Unfortunately, that experience has proved very useful in this current environment.

If I could suggest anything to the pedagogy in the economics department, I would suggest adding a simple example of going through a peer-reviewed journal article and reproducing the author’s results.

I never thought this would be the new normal.

Cheers,
Frank

1. Barkley Rosser

Frank,

Why do you label the usefulness currrently of being able to understand peer-reviewed journal atticles as “unfotunate[ly]”?

1. Frank

Hello Professor Rosser,

Well, I was thinking about the current political environment:

USDA ERS moving to Missouri to get rid of the ag economists.

The POTUS constant statements about tariffs.

The POTUS statements regarding the FED.

The Director of Trade and Manufacturing Policy under the current POTUS position on tariffs and currency manipulation.

The Director of the National Economic Council under the current POTUS, “There’s no recession on the horizon.”

Trumponomics.

The current POTUS claims regarding African-American employment.

The current POTUS claims regarding GDP.

Well, I never thought it would be the default position would be to doubt or to question the senior economic advisers. So, probably a little bit snarky, but yeah, it seems a little unfortunate those skills would be useful in creating a probit model to reproduce Professor Chinn’s coefficients or read those papers that Professor Chinn posted on tariffs or reproduce the graph presented by Dr. Phillip Levy at the La Follette School Spring Symposium 2019.

Unless I watched those Ph.D.s around me reviewing papers and creating models, I would never have thought to try to reproduce that graph by Dr. Levy. Those Ph.D. guys would see an interesting table or a graph in a peer-reviewed paper and pull out a calculator. I would never have thought to attempt to download data sets and reproduce the author’s results.

I am taking those Principles of Econ MOOC course for fun. I really do like the modern technology used in those Principles of Econ courses. I don’t know when it would be an appropriate time to induce the peer-reviewed literature in the classroom. Without my prior experience, I doubt I would ever go beyond the class textbook. I doubt the thought would ever occur to me to try to reproduce that cool graph or table by Dr. X at Symposium Y or peer-reviewed paper Z.
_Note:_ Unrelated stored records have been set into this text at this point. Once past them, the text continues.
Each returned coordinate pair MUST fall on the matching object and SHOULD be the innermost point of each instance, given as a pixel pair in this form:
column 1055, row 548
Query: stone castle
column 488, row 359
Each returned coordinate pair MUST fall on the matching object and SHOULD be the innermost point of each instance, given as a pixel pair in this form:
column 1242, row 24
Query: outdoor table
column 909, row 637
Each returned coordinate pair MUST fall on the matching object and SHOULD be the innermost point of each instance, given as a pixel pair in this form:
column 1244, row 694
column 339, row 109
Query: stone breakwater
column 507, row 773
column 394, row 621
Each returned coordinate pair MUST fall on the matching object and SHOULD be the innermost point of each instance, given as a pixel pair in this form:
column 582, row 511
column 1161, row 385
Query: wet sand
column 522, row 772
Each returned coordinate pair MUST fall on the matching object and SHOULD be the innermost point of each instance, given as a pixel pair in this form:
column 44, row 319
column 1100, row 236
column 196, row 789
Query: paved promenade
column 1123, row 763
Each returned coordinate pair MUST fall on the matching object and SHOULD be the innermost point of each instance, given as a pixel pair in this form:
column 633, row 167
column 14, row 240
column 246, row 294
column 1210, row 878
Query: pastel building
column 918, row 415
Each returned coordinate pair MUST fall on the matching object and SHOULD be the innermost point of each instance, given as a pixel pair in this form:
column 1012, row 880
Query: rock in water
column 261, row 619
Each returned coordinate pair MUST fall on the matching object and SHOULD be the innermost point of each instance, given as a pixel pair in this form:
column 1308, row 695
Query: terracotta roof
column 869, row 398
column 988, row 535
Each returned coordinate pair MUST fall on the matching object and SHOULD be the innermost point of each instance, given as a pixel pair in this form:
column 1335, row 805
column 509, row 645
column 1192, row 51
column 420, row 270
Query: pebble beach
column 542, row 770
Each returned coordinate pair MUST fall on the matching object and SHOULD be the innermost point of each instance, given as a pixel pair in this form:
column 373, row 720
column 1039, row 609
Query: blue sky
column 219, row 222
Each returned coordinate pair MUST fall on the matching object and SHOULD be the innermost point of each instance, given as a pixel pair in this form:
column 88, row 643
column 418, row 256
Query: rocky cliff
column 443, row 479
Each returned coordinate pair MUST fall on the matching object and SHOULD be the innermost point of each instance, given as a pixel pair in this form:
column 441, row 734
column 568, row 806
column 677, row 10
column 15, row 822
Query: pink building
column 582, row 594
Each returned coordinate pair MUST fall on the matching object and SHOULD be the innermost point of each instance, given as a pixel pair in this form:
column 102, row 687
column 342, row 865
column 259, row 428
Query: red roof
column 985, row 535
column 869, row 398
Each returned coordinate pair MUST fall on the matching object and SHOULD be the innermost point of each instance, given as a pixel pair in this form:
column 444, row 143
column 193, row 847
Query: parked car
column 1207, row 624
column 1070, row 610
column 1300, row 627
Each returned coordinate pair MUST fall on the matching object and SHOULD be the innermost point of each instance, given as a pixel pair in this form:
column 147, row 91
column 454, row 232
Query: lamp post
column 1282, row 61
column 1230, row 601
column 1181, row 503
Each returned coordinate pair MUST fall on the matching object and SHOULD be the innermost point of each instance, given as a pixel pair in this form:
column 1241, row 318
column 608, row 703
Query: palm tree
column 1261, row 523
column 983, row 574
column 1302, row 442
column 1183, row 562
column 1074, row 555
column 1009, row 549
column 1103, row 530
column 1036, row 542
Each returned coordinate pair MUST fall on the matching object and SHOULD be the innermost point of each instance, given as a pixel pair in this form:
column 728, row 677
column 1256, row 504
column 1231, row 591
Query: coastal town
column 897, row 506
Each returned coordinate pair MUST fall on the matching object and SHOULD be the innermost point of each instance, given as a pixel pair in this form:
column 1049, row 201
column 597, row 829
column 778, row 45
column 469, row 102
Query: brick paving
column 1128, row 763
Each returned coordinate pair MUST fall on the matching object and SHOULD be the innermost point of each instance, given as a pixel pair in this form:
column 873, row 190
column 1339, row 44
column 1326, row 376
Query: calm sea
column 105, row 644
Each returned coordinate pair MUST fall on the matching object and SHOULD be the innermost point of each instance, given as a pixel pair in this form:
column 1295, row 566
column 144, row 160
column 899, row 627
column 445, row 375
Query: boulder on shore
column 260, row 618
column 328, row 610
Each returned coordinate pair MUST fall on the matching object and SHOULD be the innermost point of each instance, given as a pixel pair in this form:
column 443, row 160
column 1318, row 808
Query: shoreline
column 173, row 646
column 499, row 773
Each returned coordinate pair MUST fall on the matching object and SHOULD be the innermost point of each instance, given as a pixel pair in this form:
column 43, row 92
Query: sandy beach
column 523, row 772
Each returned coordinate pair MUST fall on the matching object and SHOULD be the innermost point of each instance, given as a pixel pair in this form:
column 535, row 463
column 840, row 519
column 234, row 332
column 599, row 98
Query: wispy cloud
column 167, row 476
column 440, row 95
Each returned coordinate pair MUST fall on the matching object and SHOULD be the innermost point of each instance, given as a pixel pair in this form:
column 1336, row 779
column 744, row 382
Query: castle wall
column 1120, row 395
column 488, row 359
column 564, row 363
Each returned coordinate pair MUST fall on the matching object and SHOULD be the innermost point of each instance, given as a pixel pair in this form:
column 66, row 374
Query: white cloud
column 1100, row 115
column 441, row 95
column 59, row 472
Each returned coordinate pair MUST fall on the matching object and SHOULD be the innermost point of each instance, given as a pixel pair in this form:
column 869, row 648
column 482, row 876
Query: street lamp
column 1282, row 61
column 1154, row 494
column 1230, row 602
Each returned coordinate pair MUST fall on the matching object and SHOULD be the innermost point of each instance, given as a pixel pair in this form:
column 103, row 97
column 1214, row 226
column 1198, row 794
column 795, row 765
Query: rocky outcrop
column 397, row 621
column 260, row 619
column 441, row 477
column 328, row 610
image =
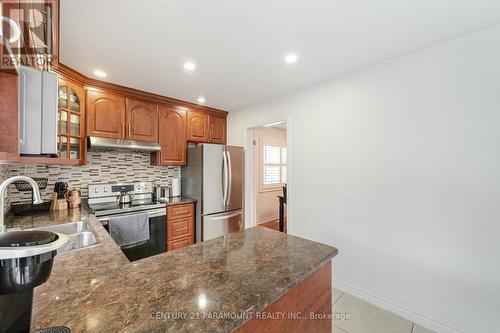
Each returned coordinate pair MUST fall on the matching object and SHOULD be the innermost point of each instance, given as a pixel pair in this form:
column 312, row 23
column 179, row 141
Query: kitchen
column 112, row 196
column 249, row 167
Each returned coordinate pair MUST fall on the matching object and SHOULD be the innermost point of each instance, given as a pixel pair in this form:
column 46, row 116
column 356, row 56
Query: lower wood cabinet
column 180, row 226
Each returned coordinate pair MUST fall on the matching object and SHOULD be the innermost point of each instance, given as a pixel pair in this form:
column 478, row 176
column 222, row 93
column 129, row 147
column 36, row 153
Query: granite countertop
column 213, row 286
column 179, row 201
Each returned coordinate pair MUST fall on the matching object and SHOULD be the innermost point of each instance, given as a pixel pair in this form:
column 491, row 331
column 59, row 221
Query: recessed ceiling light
column 291, row 58
column 189, row 66
column 274, row 124
column 100, row 73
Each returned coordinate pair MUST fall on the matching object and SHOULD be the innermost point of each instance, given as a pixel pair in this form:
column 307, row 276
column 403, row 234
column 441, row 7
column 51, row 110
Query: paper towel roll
column 176, row 187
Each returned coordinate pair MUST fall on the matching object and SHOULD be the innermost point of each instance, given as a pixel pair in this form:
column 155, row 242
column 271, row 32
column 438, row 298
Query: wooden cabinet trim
column 198, row 126
column 115, row 115
column 145, row 126
column 93, row 84
column 172, row 137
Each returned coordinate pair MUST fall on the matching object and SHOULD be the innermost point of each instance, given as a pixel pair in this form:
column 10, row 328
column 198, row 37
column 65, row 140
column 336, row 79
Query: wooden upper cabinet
column 105, row 114
column 217, row 127
column 172, row 137
column 142, row 120
column 197, row 126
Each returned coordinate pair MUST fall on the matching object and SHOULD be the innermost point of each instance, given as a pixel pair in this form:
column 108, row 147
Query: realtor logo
column 26, row 33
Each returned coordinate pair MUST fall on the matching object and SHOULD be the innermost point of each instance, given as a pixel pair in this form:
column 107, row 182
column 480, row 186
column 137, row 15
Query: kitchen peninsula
column 226, row 284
I guess it is unfortunate that I cannot trust the senior economic advisers and have to go through the calculations myself.

Cheers,
Frank

2. Frank

Hello Professor Rosser,

It’s Wednesday.

After work, I was catching up on my Principles of Economics work and EconBrowser.

Today, the POTUS rage tweeted about the FED.

Today, the POTUS rage tweeted on NATO.

This is crazy.

And still, the POTUS has a 40 percent approval rating.

This is crazy. Why do 40 percent of the US pop support this crazy?

In my Principles of Economics opinion, the POTUS is doing real economic damage to the United States and the world and there are people that are enabling the POTUS.

I think I will change my “unfortunate” to “the POTUS appears to be mentally unfit and doing real damage”.

I think the 25th amendment applies to the current POTUS.